Because of the recurring DC area location, many of the fans are from DC, Maryland, Virginia, Pennsylvania and Ohio. It takes me about an hour to get to the con by car or train. What could be easier?
However—writers come here from Canada, England, and all over the country—and they also tend to be repeat offenders. Male mystery folk are welcomed like brothers come home from college, but to my unscientific eye they make up less than ten percent. Bloggers are a new crowd that came in over the last fifteen years or so… these hardworking, usually unpaid book reviewers are great company.
I began my association with this crew when I won a Malice Domestic Unpublished Writers Grant. In 1996, I submitted a partial manuscript of my first mystery novel into a contest that was overseen by longtime serious mystery readers on the Malice board including Bill F. Deeck, a marvelous mystery man who sadly passed away too young—and as a result, the award is now named in his honor. There are other awards, too: the Agathas, named in homage to the mother of the traditional series mystery, Agatha Christie. Malice attendees nominate their favorite novels, stories and true crime books that relate to writing mystery and the traditional mystery genre from the previous year. These are extremely coveted awards because they come in the shape of a teapot. Yes, an actual working teapot that is custom made to the convention’s specifications, with a lovely new design revealed each season.
I returned to Malice Domestic last weekend. Over the 23 years that have passed, I think I only missed six conventions because I’d moved to Minnesota. I always wind up having long, happy conversations with the friends I’ve met over the years—and I make new ones each time. In a way, Malice is like the high school you should have gone to, where everyone is welcoming, and everyone wants to read (as opposed to playing sports).
This year, I was on quite a high because The Widows of Malabar Hill was one of five nominees in the Best Historical Mystery category. This first novel in my Perveen Mistry series brought me very good luck at the Left Coast Crime convention and the Edgar Awards, so I figured my luck had run out. And just look at these fabulous fellow writers who were nominated.
I nearly passed out when I heard that I won… I managed to float through the ballroom up to the stage but proceeded on the exit stairway rather than the entry stairway, so I had to go down again to get my beautiful teapot before making my acceptance speech.

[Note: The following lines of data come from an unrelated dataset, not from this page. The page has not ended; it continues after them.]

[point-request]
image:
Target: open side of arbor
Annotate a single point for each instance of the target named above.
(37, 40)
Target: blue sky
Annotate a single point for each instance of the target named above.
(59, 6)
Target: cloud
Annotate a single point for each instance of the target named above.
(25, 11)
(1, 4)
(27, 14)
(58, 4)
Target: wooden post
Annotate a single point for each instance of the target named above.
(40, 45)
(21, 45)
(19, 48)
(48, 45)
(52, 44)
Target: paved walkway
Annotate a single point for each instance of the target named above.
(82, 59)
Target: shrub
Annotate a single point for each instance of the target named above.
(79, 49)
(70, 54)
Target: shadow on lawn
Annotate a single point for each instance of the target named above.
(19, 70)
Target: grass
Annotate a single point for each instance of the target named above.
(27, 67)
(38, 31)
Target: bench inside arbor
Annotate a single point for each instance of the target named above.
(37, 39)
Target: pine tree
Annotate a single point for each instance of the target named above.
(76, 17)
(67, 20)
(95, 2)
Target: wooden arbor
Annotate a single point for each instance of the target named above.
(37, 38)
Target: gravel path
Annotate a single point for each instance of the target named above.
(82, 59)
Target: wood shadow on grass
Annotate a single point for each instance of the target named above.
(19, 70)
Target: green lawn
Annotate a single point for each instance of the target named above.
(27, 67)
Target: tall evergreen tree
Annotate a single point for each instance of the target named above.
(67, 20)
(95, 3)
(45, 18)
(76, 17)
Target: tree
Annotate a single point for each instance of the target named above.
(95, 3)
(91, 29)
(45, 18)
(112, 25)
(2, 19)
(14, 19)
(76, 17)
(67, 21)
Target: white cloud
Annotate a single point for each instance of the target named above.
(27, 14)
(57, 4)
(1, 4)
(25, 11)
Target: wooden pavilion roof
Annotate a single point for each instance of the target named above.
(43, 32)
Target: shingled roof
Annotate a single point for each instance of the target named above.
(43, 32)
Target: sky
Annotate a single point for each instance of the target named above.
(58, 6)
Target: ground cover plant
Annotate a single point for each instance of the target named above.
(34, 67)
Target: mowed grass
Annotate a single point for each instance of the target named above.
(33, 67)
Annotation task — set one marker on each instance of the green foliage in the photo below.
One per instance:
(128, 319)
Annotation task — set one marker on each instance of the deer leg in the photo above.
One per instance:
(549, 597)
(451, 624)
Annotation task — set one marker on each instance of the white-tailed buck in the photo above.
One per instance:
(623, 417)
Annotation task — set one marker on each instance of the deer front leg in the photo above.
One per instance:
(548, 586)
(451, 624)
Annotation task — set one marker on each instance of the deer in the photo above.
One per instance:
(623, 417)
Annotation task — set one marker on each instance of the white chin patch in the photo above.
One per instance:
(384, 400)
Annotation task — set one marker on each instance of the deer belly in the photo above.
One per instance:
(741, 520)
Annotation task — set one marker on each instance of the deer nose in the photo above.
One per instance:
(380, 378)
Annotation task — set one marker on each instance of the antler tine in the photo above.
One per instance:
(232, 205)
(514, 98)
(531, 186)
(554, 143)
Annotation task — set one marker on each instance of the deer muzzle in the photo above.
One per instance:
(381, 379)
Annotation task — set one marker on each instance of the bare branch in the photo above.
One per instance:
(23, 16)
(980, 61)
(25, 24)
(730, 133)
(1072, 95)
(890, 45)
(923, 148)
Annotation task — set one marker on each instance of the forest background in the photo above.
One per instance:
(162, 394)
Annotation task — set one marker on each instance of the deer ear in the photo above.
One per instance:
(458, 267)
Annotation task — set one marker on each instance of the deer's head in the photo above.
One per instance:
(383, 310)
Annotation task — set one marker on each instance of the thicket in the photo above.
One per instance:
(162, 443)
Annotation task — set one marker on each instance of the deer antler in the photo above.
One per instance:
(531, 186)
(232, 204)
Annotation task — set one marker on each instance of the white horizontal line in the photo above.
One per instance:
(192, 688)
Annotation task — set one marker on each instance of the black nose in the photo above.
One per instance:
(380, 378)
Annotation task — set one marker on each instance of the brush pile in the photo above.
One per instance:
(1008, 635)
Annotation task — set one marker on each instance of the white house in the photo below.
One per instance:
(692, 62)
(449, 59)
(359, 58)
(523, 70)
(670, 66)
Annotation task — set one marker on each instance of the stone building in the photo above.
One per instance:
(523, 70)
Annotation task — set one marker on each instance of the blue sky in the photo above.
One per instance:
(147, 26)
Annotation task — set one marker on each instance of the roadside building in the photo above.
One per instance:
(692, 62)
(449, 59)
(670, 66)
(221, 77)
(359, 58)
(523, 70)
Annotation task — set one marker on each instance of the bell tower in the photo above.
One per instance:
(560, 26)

Several days later, I am still reeling from the shock of this recognition for Perveen Mistry. I am so happy that a book set in India, telling a tale of strong women facing adverse circumstances and ending on an upbeat note, made it into the hearts of so many readers.
I am about to launch the second Perveen Mistry, The Satapur Moonstone. I don’t expect lightning to strike twice, but the joyful celebration at the Malice convention will buoy me through whatever comes next.